Einstürzende Neubauten - Köln

11.07.2008 | 14:37

18.05.2008, E-Werk

Die Berliner Ausnahmeband EINSTÜRZENDE NEUBAUTEN präsentiert in Köln ein aufregendes wie eindrückliches Programm an alternativer Songkonstruktion.

Ausnahmeerscheinungen sind immer so eine Sache. Selten populär, immer maßgebend und irgendwie immer nur im Kleinen zu ertragen. Mit den EINSTÜRZENDEN NEUBAUTEN verhält es sich seit Jahren bei mir nicht anders.
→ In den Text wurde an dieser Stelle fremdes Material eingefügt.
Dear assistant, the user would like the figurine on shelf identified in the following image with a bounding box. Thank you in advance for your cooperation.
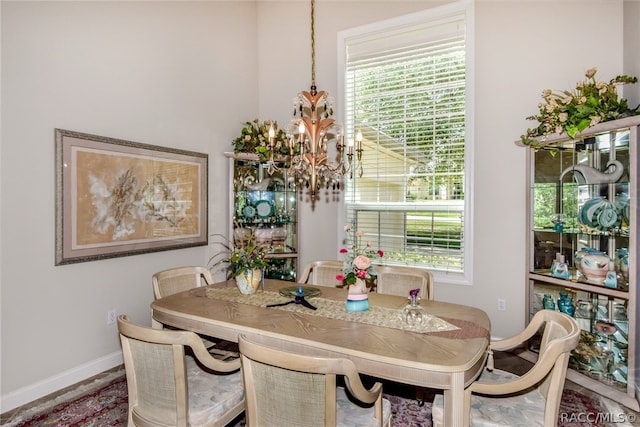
[550,253,570,279]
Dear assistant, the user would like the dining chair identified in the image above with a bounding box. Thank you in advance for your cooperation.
[373,265,435,405]
[117,314,245,427]
[431,309,580,427]
[152,266,238,360]
[299,260,345,287]
[374,265,434,300]
[237,334,392,427]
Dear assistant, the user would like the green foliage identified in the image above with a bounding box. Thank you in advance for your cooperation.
[232,119,290,159]
[209,232,268,279]
[521,68,639,148]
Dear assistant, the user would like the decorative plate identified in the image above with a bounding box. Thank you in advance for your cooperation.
[255,200,274,219]
[579,197,606,227]
[279,286,322,298]
[242,205,256,220]
[595,201,619,229]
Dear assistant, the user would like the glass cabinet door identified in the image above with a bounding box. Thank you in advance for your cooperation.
[229,155,298,281]
[523,116,639,410]
[531,127,630,289]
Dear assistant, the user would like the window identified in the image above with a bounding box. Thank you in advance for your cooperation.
[338,2,473,284]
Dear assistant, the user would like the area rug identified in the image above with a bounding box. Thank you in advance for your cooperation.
[2,370,634,427]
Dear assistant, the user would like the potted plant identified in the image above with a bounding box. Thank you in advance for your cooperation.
[209,230,269,294]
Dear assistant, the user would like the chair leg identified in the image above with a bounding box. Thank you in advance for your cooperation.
[416,387,425,406]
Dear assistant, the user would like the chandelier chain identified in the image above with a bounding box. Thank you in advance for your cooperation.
[310,0,316,85]
[265,0,362,201]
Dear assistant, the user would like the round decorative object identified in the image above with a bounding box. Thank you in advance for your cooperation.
[577,249,609,283]
[594,321,617,335]
[255,200,274,219]
[279,286,322,298]
[595,201,619,229]
[579,197,606,227]
[242,205,256,220]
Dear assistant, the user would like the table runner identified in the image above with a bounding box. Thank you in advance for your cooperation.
[205,287,460,334]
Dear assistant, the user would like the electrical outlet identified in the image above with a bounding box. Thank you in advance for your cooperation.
[497,298,506,311]
[107,309,117,325]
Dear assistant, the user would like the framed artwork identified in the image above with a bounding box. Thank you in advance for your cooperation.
[55,129,208,265]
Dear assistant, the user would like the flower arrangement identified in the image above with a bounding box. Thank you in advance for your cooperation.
[520,67,639,148]
[336,225,384,286]
[208,231,269,279]
[232,118,290,160]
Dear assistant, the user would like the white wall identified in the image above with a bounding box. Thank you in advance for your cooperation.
[0,0,258,410]
[1,0,637,412]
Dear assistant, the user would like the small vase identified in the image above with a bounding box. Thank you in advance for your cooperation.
[235,269,262,295]
[346,278,369,312]
[402,294,427,327]
[542,294,555,310]
[557,292,575,316]
[550,253,570,279]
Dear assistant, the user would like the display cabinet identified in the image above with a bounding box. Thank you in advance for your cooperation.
[519,116,639,410]
[225,152,298,281]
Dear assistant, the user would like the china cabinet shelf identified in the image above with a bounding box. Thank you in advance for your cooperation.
[225,152,298,282]
[520,116,639,411]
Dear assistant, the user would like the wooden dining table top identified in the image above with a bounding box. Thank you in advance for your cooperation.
[151,279,490,391]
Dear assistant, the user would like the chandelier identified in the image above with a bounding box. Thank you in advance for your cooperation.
[266,0,363,200]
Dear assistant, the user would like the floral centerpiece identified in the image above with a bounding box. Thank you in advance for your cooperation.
[520,67,639,148]
[336,225,384,289]
[232,118,290,160]
[208,231,269,294]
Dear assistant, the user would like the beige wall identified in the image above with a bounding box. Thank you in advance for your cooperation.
[1,0,637,411]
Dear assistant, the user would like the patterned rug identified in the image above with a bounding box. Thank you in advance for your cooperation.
[1,369,632,427]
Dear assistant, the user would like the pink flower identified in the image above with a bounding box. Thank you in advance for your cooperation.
[339,248,348,254]
[353,255,371,270]
[378,250,384,257]
[336,274,345,281]
[356,269,368,278]
[355,230,365,237]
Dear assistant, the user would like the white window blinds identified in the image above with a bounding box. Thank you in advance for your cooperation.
[342,9,467,274]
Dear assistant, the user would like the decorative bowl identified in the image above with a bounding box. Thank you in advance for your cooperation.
[577,248,609,283]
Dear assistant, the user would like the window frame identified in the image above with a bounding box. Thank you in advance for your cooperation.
[337,0,474,286]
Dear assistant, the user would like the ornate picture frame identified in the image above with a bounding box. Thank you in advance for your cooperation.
[55,129,208,265]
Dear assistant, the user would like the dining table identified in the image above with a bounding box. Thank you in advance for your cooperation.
[151,279,491,427]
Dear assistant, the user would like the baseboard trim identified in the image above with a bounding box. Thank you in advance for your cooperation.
[0,351,123,413]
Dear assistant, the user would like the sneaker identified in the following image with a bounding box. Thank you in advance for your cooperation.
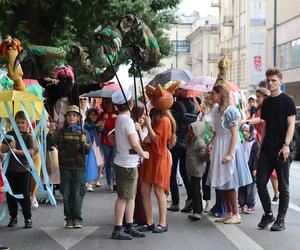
[188,213,202,221]
[258,213,275,229]
[203,201,211,213]
[24,219,33,228]
[239,206,246,213]
[270,218,285,231]
[111,229,133,240]
[167,204,180,212]
[107,184,113,191]
[31,196,39,209]
[0,246,9,250]
[95,182,101,187]
[125,227,146,237]
[73,219,83,229]
[271,196,279,205]
[153,224,168,233]
[224,214,241,224]
[181,199,193,213]
[86,184,94,192]
[64,219,74,229]
[245,207,255,214]
[7,217,17,227]
[136,223,155,232]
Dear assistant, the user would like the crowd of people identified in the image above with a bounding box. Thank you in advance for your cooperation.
[0,66,296,242]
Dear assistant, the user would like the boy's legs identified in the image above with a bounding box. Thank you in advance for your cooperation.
[113,165,144,239]
[70,170,86,224]
[18,172,32,221]
[60,170,73,221]
[6,171,19,220]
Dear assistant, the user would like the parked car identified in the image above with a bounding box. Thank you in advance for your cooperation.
[292,106,300,160]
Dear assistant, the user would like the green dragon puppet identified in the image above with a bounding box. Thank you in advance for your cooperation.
[14,14,161,84]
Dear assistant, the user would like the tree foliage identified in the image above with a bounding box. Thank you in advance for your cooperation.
[0,0,181,77]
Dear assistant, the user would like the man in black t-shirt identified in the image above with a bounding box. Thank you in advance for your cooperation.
[256,67,296,231]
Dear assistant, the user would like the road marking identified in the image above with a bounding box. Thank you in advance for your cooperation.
[41,226,99,250]
[206,216,264,250]
[289,203,300,213]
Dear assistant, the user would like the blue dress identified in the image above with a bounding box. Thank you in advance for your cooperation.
[208,106,252,190]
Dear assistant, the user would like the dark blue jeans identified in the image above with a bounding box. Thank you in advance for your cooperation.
[102,144,116,186]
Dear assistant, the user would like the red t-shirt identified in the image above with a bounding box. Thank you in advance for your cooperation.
[98,111,118,147]
[253,108,264,144]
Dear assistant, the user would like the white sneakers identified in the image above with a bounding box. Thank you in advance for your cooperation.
[86,184,94,192]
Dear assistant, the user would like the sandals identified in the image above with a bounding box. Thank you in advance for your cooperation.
[153,224,168,233]
[215,212,233,223]
[224,214,241,224]
[136,223,155,232]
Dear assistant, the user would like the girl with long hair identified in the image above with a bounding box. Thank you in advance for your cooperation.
[138,83,178,233]
[208,84,252,224]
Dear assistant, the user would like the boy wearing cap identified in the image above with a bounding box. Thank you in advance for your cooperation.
[47,105,90,229]
[111,90,149,240]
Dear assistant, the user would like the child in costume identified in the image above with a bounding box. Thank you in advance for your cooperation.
[139,83,178,233]
[1,111,35,228]
[208,84,252,224]
[186,121,210,221]
[132,101,148,225]
[47,105,90,229]
[84,108,103,191]
[238,123,259,214]
[111,90,149,240]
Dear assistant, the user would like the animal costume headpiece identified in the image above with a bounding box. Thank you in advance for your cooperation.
[145,83,179,110]
[54,64,74,83]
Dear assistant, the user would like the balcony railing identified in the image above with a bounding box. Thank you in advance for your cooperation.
[208,53,219,62]
[223,16,234,26]
[211,0,220,7]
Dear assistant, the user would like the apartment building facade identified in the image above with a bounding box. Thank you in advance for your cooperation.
[266,0,300,104]
[213,0,267,93]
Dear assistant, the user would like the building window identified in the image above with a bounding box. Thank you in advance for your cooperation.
[291,38,300,67]
[277,43,289,69]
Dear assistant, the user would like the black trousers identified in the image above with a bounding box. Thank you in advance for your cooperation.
[256,150,291,220]
[190,176,203,213]
[202,162,211,201]
[170,145,191,205]
[6,171,31,220]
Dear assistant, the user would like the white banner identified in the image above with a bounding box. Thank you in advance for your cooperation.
[250,33,266,84]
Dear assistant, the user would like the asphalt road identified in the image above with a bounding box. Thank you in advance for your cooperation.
[1,162,300,250]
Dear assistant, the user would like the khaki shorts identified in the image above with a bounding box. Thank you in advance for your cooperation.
[114,164,138,199]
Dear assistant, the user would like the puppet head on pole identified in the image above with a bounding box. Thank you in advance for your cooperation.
[0,36,25,91]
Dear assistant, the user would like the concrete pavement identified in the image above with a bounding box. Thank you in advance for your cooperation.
[1,162,300,250]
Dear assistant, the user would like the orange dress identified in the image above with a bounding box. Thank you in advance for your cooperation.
[139,116,172,192]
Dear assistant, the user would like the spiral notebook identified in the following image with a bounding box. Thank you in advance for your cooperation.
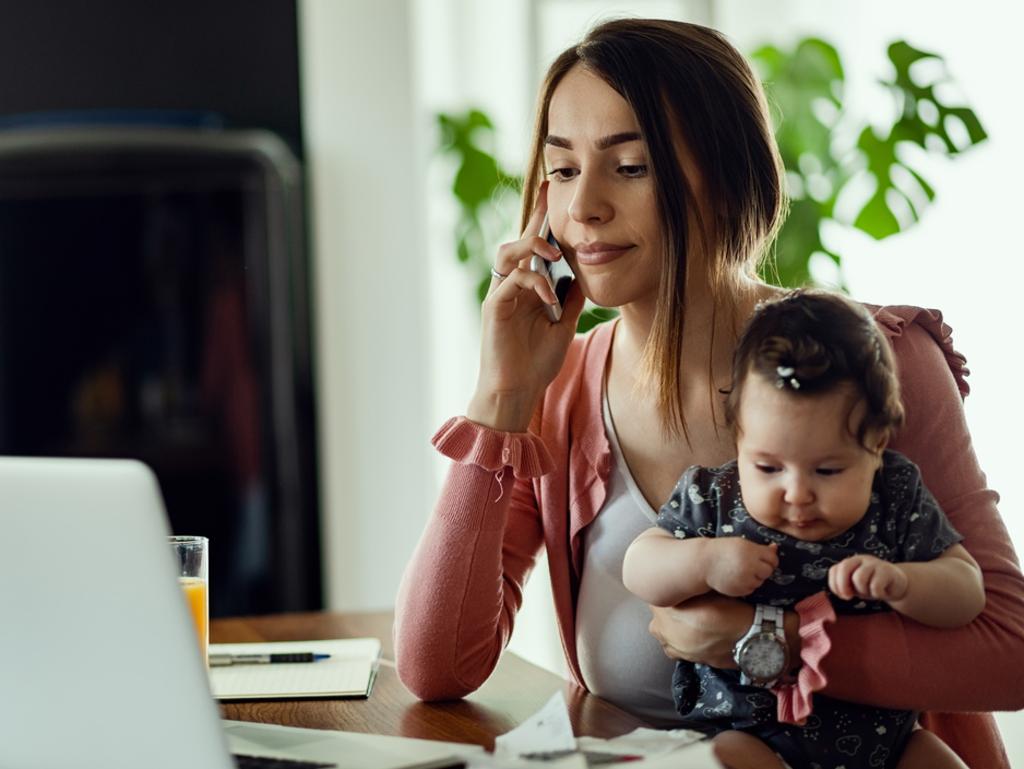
[209,638,382,700]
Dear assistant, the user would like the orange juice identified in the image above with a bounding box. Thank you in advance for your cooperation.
[179,576,209,665]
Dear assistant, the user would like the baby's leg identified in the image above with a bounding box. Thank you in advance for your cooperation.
[896,729,968,769]
[711,730,787,769]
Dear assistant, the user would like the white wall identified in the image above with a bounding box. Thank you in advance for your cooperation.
[299,0,433,611]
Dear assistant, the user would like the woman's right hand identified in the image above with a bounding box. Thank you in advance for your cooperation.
[466,182,586,432]
[648,595,753,669]
[648,594,802,670]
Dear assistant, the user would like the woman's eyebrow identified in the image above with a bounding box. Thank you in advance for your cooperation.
[544,131,643,150]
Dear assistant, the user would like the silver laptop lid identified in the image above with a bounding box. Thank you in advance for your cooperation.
[0,457,233,769]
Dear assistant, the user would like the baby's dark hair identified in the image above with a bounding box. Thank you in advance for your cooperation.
[725,289,904,450]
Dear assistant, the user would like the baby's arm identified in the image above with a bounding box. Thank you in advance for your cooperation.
[828,544,984,628]
[623,528,779,606]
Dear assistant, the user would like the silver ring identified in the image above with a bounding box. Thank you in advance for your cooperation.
[490,267,508,280]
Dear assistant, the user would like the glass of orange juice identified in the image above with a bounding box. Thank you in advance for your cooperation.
[170,535,208,666]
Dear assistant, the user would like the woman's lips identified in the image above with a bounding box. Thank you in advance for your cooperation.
[573,242,633,266]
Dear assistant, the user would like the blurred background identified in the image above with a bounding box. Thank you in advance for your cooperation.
[1,0,1020,756]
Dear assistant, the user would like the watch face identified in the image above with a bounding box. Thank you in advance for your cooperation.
[737,633,786,680]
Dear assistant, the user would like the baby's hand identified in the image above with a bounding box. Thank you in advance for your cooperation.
[828,555,908,603]
[704,540,779,597]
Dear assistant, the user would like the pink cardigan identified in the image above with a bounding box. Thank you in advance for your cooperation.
[395,306,1024,768]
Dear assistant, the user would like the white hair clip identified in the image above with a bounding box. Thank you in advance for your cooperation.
[776,365,800,390]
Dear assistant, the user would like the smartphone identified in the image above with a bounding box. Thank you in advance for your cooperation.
[529,214,575,322]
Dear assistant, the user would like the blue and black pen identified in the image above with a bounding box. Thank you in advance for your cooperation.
[209,652,331,667]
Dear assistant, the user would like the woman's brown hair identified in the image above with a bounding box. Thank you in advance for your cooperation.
[520,18,786,437]
[724,289,905,450]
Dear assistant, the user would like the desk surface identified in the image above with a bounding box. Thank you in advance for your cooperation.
[214,611,646,749]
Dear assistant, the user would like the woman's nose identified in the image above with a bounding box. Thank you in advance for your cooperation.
[568,171,614,224]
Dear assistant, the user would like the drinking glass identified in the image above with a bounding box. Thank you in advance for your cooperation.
[170,535,209,666]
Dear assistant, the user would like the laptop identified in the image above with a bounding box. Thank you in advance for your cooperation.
[0,456,470,769]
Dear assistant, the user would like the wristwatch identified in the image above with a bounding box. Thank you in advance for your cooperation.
[733,604,789,687]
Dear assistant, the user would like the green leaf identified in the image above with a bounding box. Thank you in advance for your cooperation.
[436,113,457,150]
[894,186,920,224]
[904,166,936,202]
[887,40,938,71]
[476,274,491,304]
[944,106,988,147]
[854,191,901,239]
[466,109,494,131]
[765,198,826,286]
[795,38,845,89]
[751,44,784,76]
[577,307,618,333]
[883,40,987,157]
[453,148,501,211]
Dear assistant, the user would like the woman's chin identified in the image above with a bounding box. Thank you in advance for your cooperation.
[576,267,660,312]
[577,278,638,311]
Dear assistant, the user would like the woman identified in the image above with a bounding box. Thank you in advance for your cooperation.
[395,19,1024,767]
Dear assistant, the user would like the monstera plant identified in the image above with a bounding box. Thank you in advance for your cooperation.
[753,38,987,287]
[436,38,986,327]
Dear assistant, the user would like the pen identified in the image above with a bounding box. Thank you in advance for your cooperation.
[519,751,645,764]
[209,652,331,667]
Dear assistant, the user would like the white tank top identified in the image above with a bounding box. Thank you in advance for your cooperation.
[574,387,681,726]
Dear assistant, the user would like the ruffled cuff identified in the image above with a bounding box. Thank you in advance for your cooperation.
[431,416,555,479]
[775,591,837,725]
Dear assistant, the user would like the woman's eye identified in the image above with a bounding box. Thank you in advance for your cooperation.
[547,167,578,182]
[816,468,843,476]
[755,464,779,474]
[618,164,648,178]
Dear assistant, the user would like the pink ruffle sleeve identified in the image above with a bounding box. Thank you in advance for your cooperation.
[432,416,554,479]
[872,305,970,398]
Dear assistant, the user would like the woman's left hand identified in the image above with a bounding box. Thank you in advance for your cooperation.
[647,594,755,669]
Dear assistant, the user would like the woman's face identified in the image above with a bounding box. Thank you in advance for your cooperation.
[543,65,663,309]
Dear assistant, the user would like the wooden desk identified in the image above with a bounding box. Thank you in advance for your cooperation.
[214,611,647,749]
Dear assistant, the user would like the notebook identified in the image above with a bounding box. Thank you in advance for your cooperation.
[0,456,469,769]
[210,638,382,700]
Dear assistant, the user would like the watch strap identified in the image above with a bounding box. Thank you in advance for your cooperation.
[762,605,785,641]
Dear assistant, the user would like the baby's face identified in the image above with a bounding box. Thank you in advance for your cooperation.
[735,376,885,542]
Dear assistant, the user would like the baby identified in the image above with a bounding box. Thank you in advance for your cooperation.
[623,290,984,769]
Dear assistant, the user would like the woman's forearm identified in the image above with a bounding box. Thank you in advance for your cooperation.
[889,547,985,628]
[820,591,1024,712]
[395,461,542,701]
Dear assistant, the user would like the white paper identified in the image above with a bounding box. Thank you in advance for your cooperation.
[575,729,715,769]
[577,727,707,759]
[493,692,577,758]
[483,693,716,769]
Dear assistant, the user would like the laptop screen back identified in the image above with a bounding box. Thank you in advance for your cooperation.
[0,457,233,769]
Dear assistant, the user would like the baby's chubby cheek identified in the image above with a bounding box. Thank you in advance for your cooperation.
[735,480,773,527]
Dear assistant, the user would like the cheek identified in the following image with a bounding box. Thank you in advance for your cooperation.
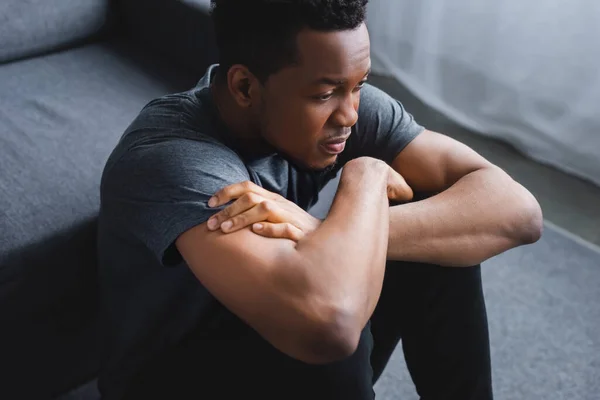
[268,102,332,146]
[299,103,334,139]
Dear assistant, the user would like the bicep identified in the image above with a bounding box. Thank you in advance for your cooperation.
[176,223,299,308]
[175,223,320,360]
[391,130,493,193]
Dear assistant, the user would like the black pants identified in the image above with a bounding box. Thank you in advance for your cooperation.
[124,261,493,400]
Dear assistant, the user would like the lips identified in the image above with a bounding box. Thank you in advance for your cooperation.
[321,135,350,155]
[323,137,348,145]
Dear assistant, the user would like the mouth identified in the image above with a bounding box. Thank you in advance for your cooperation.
[320,133,351,155]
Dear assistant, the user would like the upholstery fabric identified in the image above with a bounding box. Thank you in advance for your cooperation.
[0,0,112,64]
[0,40,195,398]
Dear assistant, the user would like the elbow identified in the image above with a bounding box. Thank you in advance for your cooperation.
[295,306,362,365]
[266,257,363,364]
[515,192,544,245]
[301,332,360,365]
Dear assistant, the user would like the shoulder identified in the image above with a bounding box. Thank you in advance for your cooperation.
[340,83,424,164]
[355,83,421,138]
[356,83,423,135]
[359,83,391,104]
[358,83,403,122]
[126,89,210,135]
[103,85,247,191]
[358,83,392,110]
[101,133,249,202]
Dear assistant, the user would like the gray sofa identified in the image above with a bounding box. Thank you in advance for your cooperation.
[0,1,217,398]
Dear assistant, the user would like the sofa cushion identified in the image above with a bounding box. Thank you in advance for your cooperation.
[0,0,113,64]
[0,40,195,398]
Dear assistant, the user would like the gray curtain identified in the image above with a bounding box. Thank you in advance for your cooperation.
[367,0,600,186]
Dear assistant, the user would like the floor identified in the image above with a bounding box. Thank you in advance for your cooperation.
[368,75,600,247]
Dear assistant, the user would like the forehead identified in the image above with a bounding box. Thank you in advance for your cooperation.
[275,24,371,85]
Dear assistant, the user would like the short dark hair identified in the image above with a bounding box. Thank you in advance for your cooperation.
[210,0,369,83]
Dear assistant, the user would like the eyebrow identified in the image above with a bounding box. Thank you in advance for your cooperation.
[313,68,371,86]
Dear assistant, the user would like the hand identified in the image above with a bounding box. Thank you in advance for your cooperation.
[385,164,414,202]
[345,157,414,202]
[206,181,322,241]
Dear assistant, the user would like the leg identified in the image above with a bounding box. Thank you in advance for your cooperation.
[370,261,493,400]
[122,307,376,400]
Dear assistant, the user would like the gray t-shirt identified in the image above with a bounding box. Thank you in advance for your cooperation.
[97,65,424,398]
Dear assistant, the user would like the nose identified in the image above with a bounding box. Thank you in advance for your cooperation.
[332,92,359,128]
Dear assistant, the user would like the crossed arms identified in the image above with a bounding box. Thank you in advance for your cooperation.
[176,130,543,364]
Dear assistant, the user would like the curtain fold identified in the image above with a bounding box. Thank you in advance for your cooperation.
[367,0,600,186]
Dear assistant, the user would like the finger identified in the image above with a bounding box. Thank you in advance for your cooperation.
[209,180,279,208]
[252,222,304,242]
[208,181,259,208]
[220,200,283,233]
[207,192,265,230]
[387,169,414,202]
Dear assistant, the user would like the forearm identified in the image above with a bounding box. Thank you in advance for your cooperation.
[294,159,389,329]
[388,166,543,266]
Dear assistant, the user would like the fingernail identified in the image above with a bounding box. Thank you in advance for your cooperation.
[221,220,233,231]
[207,218,218,230]
[208,197,217,208]
[253,223,263,231]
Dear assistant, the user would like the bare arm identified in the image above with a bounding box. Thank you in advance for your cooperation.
[176,158,390,364]
[389,130,543,266]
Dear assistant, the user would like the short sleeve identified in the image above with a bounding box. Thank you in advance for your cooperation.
[100,135,250,266]
[343,83,425,165]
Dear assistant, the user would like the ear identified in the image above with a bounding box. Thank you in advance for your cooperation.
[226,65,261,108]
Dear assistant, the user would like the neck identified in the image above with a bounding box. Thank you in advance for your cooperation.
[211,80,272,156]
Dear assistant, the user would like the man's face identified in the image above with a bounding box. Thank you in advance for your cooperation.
[256,23,371,170]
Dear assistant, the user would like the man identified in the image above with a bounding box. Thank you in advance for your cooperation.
[97,1,543,399]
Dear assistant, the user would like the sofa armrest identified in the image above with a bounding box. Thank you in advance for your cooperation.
[116,0,218,75]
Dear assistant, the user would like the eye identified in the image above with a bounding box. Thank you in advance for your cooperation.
[354,80,368,91]
[314,92,334,101]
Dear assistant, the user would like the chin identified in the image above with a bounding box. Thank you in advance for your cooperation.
[307,156,339,173]
[280,149,338,173]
Jedes Mal großartig, jedes Mal denkwürdig, aber auch jedes Mal nur in Maßen zu genießen.

Am 18. Mai bekam ich endlich die Gelegenheit, zu erfahren, ob sich diese Faustregel auch auf die Liveperformances der Band übertragen würde, und so stand ich pünktlich um 20:00 Uhr im gut gefüllten E-Werk und wartete darauf, dass die Band endlich auftaucht.

Vorbands gab es selbstverfreilich keine; die typisch baustellenmäßig hergerichtete Bühne ließ auch nichts anderes zu. Hatte man auf anderen Konzerten in der Stadt immer wieder das Gefühl verdammt, alt geworden zu sein, gehörte man an diesem Abend im E-Werk definitiv zu den jüngeren Anwesenden. Der Altersdurchschnitt dürfte mit dreißig noch recht jung gerechnet sein, was bei dem Alter der Band mittlerweile auch nicht verwunderlich ist. Die Jüngsten an dem Abend waren wohl zwanzig, die Ältesten sechzig, wenn nicht älter. Eigentlich eine interessante und irgendwie beruhigende Erfahrung, wenn man mitbekommt, wie der Jugendwahn selbst den Rock 'n' Roll überschwemmt.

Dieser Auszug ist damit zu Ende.